Voices: A Route Interview Series Feat. Kai Tang

Creating a Category Despite Goliaths

A black-and-white photo of Light Phone creator Kai Tang.

Slappin’ on your entrepreneur hat and starting your own ecommerce brand is an intimidating feat each and every time. But for Kai Tang, he’s forging his way into a market that few would even dare to think about tapping into—smartphones. In fact, he’s not even elbowing for space for in the smartphone vertical, and instead he’s creating an entirely new competing category with the Light Phone. It’s a phone designed to empower people to be their best selves, and what’s not to love about a mission as wholesome as that?

In 2015, Kai and friend Joe Hollier co-founded Light, the company kicking out these comparatively featureless phones that simply serve users with core phone functionality. With just the basics, Kai put all his eggs in this “phone away from phone” basket, and he’s learned a thing or two along the way. We were lucky enough to bend his ear and farm some of his thoughts about his company, his phone, and what’s next.

Q: What’s one thing you know now that you wish you’d known five years ago? 

A:  Specifically for ecommerce, because I think that is the norm, the resources and time needed to do customer service.

It took us a lot of time and energy to make sure that our customer service reflects the values of the company. I think that’s especially important to us because we want it to be human and to be sincere. I don’t want people to reply to our customers with robotic messages or anything like that because it doesn’t seem sincere.

In reality, and in a practical sense, it’s just not that easy to achieve. I don’t outsource customer service, I hire people to do it within the team. The right person needs to be patient enough to deal with customer service because some customers are can be really rude.

It’s understandable. though, because if you buy a product and it’s not working ,you get frustrated and there’s no face attached to whoever you emailed at the beginning. Usually when people get really frustrated, the tone is different and they have a lot of different questions because we’re running a global telecom brand essentially, but now we’re a software as a service (SaaS) plan.

I don’t know if I would do anything differently, but I wish I had been more mentally prepared for the amount of resources needed for this task. You have got to be patient and try to be aware of the issues. It’s easy to say, but when you’re actually answering hundreds of emails a day, it’s difficult for sure.

Q: What does the future of ecommerce look like in your mind?

A:  I think it’s going to become more customized, meaning more specific brands trying to meet specific demands. I want to say it’s going to be more niche and less general, especially since this pandemic has shown that many unique needs fall onto ecommerce brands. We are lucky in a way that we’re online and we have retail partners, but our channels include mostly ecommerce now.

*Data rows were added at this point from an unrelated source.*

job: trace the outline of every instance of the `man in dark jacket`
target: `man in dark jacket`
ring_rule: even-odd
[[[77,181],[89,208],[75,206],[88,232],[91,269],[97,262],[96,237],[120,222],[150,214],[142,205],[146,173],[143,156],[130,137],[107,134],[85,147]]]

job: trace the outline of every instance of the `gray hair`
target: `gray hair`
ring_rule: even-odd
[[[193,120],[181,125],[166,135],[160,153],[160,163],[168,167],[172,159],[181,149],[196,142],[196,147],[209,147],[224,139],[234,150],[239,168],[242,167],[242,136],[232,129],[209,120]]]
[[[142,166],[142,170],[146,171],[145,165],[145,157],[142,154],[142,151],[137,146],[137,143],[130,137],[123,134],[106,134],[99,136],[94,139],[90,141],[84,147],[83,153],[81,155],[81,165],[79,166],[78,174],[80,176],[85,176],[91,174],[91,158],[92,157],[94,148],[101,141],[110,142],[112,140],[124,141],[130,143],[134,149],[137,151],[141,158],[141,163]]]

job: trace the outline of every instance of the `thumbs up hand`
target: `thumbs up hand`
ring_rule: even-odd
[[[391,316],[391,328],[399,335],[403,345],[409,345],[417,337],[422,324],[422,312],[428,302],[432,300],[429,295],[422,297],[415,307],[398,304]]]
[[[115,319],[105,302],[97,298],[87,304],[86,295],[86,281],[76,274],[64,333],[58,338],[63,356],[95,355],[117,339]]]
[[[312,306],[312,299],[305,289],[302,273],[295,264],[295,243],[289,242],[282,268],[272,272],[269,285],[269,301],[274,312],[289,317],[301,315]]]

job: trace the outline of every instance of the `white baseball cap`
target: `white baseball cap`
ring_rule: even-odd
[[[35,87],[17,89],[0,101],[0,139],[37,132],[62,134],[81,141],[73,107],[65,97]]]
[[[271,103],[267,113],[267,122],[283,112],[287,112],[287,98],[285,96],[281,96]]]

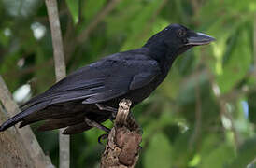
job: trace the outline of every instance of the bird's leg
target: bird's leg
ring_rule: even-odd
[[[111,106],[107,106],[107,105],[100,105],[100,104],[96,104],[96,105],[100,110],[109,111],[109,112],[113,112],[113,113],[118,112],[117,108],[113,108]]]
[[[110,132],[109,128],[107,128],[107,127],[106,127],[106,126],[104,126],[104,125],[102,125],[102,124],[100,124],[98,122],[95,122],[93,120],[91,120],[88,118],[85,118],[84,120],[91,127],[96,127],[96,128],[98,128],[98,129],[100,129],[100,130],[102,130],[102,131],[104,131],[104,132],[106,132],[107,133],[109,133],[109,132]]]
[[[116,116],[117,116],[117,113],[118,113],[118,109],[117,108],[113,108],[111,106],[103,105],[100,105],[100,104],[96,104],[96,105],[97,105],[97,107],[100,110],[105,110],[105,111],[112,112],[111,116],[110,116],[110,119],[109,119],[111,121],[113,121],[116,119]]]

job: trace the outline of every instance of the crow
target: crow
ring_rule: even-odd
[[[0,132],[18,122],[21,128],[40,120],[45,122],[38,130],[65,128],[64,134],[92,127],[107,131],[101,123],[114,116],[121,99],[130,99],[132,107],[142,102],[164,80],[178,55],[214,40],[170,24],[142,48],[107,56],[68,75],[22,105],[21,112],[3,123]]]

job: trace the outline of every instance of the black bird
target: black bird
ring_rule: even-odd
[[[121,99],[130,99],[134,106],[149,96],[179,54],[213,40],[171,24],[140,49],[107,56],[68,75],[22,105],[21,112],[1,125],[0,132],[18,122],[23,127],[40,120],[46,121],[39,130],[66,128],[64,134],[87,131],[92,123],[100,125],[111,118]]]

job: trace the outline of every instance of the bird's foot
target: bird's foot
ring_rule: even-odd
[[[100,144],[100,145],[103,145],[104,146],[104,144],[103,144],[103,140],[105,140],[105,139],[107,139],[108,138],[108,134],[102,134],[102,135],[100,135],[99,137],[98,137],[98,143]]]
[[[106,127],[106,126],[104,126],[104,125],[102,125],[102,124],[100,124],[98,122],[95,122],[93,120],[91,120],[88,118],[85,118],[84,120],[91,127],[96,127],[96,128],[98,128],[98,129],[100,129],[100,130],[102,130],[102,131],[104,131],[104,132],[106,132],[107,133],[109,133],[109,132],[110,132],[109,128],[107,128],[107,127]]]
[[[109,112],[113,112],[113,113],[118,112],[117,108],[113,108],[111,106],[107,106],[107,105],[100,105],[100,104],[96,104],[96,105],[100,110],[109,111]]]

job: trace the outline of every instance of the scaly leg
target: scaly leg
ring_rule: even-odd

We noticed the brands that have a very specific target audience do the best. When everything’s online, you have to separate yourself from all the other offerings and other products. You have got to have a very clear and narrow audience to begin with—not everyone can be Amazon in the beginning. In my opinion, not everyone can be like Amazon as much as we’d like to be, or maybe you don’t want to be because there are lots of problems that come along with that, too.

Q: What is your best failure? 

A: We did not design the Light Phone for kids or parents, but after we started shipping the phone, we got a lot of feedback from schools and parents. They were impressed about how Light Phone could be a perfect kids’ phone, but I didn’t design this for kids. Otherwise, I would have done a lot of things differently. The market feedback indicates that as an interesting demographic for funds. We started to engage with some of the parents and schools to try to push it to that audience even though there are issues.

Pricing and a lot of our tools, meaning apps tools in Light Phone, are not private, which does not prioritize parents’ needs. It ended up gaining interest and doesn’t pan out. Eventually, parents or schools decided not to proceed or make the final exit position on ordering Light Phones. We didn’t promote this phone to be a kids’ phone in any sense or in any of the marketing materials, and we work to recall the initial value inherent to this product.

Essentially, it’s a great lesson learned because it just goes to prove that even though there is interest, and we didn’t doubt that there would be, it wasn’t why we created Light Phone. Maybe down the road there can be a customer segment, but staying true to your values is always the best practice, right? Right.

Q: How have you pivoted strategy during the pandemic?

A: We slowed down our R&D when the pandemic first started. In March of 2020, I basically tossed back on our R&D budget and tried to conserve cash as much as we could. It did work out well for us because the ecommerce orders grew last year after April. The only thing I did differently was move our retail brick-and-mortars to all online.